I’ve kind of been a Debbie Downer lately. So, if you haven’t read, I have been having a lot of issues with depression and anxiety. Sometimes, life gets a little too real. I am ready to move forward- to focus on my marathon, working, and getting my head straight.
What do those instapics mean??
You guys, I AM RUNNING AGAIN! I am slower than a turtle, but with each run, I feel stronger. It’s a feeling that I have not felt in a long time- months even. The fuel that I’ve slowly begin to feel over the past 4 days has helped me feel like I’m doing SOMETHING and that something makes me want to LIVE. Crazy, right? (That’s a joke, because clearly I’m a little wacko when I’m low)
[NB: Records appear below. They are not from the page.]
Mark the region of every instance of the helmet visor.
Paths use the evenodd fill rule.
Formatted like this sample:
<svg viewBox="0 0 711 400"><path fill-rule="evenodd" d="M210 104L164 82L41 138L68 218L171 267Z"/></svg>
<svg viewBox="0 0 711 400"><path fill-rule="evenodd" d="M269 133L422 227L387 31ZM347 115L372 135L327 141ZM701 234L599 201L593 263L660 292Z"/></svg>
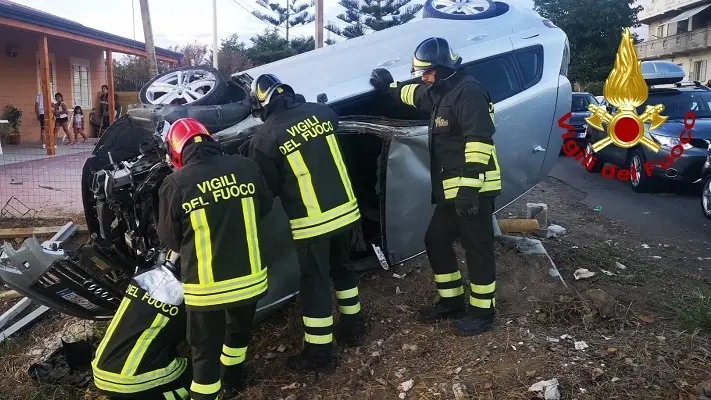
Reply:
<svg viewBox="0 0 711 400"><path fill-rule="evenodd" d="M412 66L410 68L410 75L413 78L420 78L422 75L434 68L431 62L418 60L417 57L412 58Z"/></svg>

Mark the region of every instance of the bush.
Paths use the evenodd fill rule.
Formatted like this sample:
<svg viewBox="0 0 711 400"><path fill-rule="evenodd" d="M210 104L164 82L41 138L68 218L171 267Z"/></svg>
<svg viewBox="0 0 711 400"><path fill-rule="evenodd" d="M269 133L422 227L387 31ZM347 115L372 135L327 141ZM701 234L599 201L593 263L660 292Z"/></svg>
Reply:
<svg viewBox="0 0 711 400"><path fill-rule="evenodd" d="M20 125L22 125L22 110L8 104L5 106L5 114L3 119L6 119L10 123L12 132L17 134L20 129Z"/></svg>

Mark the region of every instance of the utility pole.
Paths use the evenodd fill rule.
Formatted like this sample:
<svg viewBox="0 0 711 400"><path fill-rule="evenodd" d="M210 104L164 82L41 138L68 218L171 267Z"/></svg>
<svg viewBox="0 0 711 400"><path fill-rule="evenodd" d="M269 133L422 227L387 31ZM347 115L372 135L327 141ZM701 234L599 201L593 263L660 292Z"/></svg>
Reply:
<svg viewBox="0 0 711 400"><path fill-rule="evenodd" d="M212 0L212 66L217 69L217 0Z"/></svg>
<svg viewBox="0 0 711 400"><path fill-rule="evenodd" d="M316 48L323 47L323 0L316 0Z"/></svg>
<svg viewBox="0 0 711 400"><path fill-rule="evenodd" d="M146 42L146 56L148 58L148 74L151 78L158 75L158 62L156 61L156 46L153 43L153 27L151 26L151 12L148 9L148 0L138 0L141 4L141 19L143 20L143 36Z"/></svg>

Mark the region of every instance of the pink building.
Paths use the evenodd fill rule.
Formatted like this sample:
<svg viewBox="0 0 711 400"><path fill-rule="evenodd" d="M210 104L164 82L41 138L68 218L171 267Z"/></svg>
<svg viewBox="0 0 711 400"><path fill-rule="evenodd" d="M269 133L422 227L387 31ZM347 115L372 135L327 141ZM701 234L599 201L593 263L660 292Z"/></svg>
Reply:
<svg viewBox="0 0 711 400"><path fill-rule="evenodd" d="M44 93L45 110L51 110L49 101L60 92L67 108L81 106L88 119L91 109L98 108L102 85L109 86L109 102L113 102L113 68L107 63L113 53L146 56L144 43L8 0L0 0L0 38L0 114L8 104L22 110L23 143L40 141L35 117L38 93ZM181 54L156 48L156 58L175 66ZM45 112L48 132L54 126L50 117L51 112ZM54 154L54 146L48 145L47 153Z"/></svg>

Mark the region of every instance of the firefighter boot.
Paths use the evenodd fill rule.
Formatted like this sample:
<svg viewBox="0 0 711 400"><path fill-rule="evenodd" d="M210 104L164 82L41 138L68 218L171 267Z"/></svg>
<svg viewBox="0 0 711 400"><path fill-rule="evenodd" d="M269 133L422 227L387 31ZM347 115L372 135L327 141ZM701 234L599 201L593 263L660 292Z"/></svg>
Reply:
<svg viewBox="0 0 711 400"><path fill-rule="evenodd" d="M304 343L301 353L286 359L286 366L298 373L333 372L336 369L333 345Z"/></svg>
<svg viewBox="0 0 711 400"><path fill-rule="evenodd" d="M417 314L420 322L437 322L443 319L459 319L466 315L464 299L461 301L451 301L454 299L440 299L434 305L423 307Z"/></svg>
<svg viewBox="0 0 711 400"><path fill-rule="evenodd" d="M468 313L464 318L454 321L454 327L460 336L475 336L490 331L494 325L494 314L482 315Z"/></svg>
<svg viewBox="0 0 711 400"><path fill-rule="evenodd" d="M232 399L248 387L254 386L254 374L249 364L238 364L229 368L223 365L222 368L225 400Z"/></svg>
<svg viewBox="0 0 711 400"><path fill-rule="evenodd" d="M345 347L358 347L365 342L365 318L361 313L341 314L339 336Z"/></svg>

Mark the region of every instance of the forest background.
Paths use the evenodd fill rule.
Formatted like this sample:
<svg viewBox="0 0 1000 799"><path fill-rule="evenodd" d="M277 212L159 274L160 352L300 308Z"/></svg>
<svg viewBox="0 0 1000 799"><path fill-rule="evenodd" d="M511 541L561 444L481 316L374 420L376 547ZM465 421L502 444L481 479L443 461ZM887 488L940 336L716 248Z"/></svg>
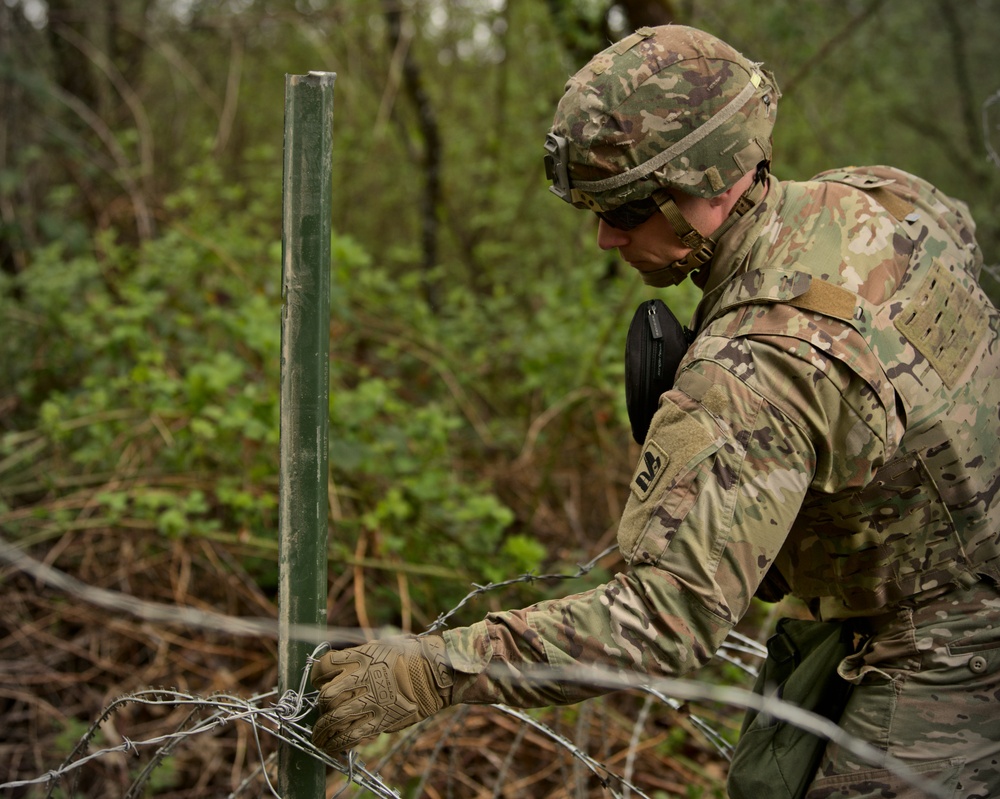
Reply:
<svg viewBox="0 0 1000 799"><path fill-rule="evenodd" d="M1000 294L996 0L0 0L3 539L123 595L275 617L284 76L323 70L330 623L418 631L474 584L602 552L637 456L625 330L654 295L549 196L542 142L570 74L666 22L775 72L779 177L888 163L966 200ZM696 301L666 298L682 319ZM515 582L451 623L566 590ZM108 613L13 567L0 591L0 780L55 768L115 697L276 682L271 638ZM762 639L774 613L746 630ZM628 752L650 796L721 795L689 710L640 706L538 717L609 766ZM187 712L122 710L91 746ZM699 712L734 737L738 713ZM450 729L447 757L431 729L384 772L406 795L604 795L486 714ZM98 758L53 795L256 794L273 748L228 728L148 779L138 757Z"/></svg>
In addition to the wonderful world of running, I am also taking on a 30 day challenge (see picture)
Looks pretty fun, right??
So, the cool thing about this is that I think I like working out. Running is mental. Lately, I’ve been envisioning myself running races (which is NOT a Sam thing because I hate paying to run) and finishing strong, like I did in the few I’ve ran. It sounds dumb, but I’ve also been thinking about my training as week. Anything to take my mind out of the dark place, to be blunt. When I workout, it’s a whole different world. I could close my eyes and not worry about a pot hole or getting smashed into by a vehicle (that doesn’t know pedestrians have the right away). I count, there’s repetitions, there’s a number, a timer, different motions I have to make sure I’m doing correctly. I AM NOT IN MY HEAD AT ALL- and it feels SO liberating.
I haven’t felt that sense of calm- like nothing can go wrong- in a long time, maybe even years. Working out gives me a security I’m not used to, and when I begin to see results, I know I’ll love it more.
I’m starting off slow, running in the mornings and doing the challenge and potentially a class at night (when I’m not doubling up at my jobs). I am also cutting all fried food (besides tortilla chips cuz duh) out of my diet. I’ve been sticking to my 2000 calories a day, with fried food but I think having a cleaner diet will also help.
I know this all sounds simple, but I was in such a dark place… I can’t wait to see where this will take me physically and maybe mentally.
So you all know- I’m okay-ish, which is better than where I was. I’m getting through this a day at a time.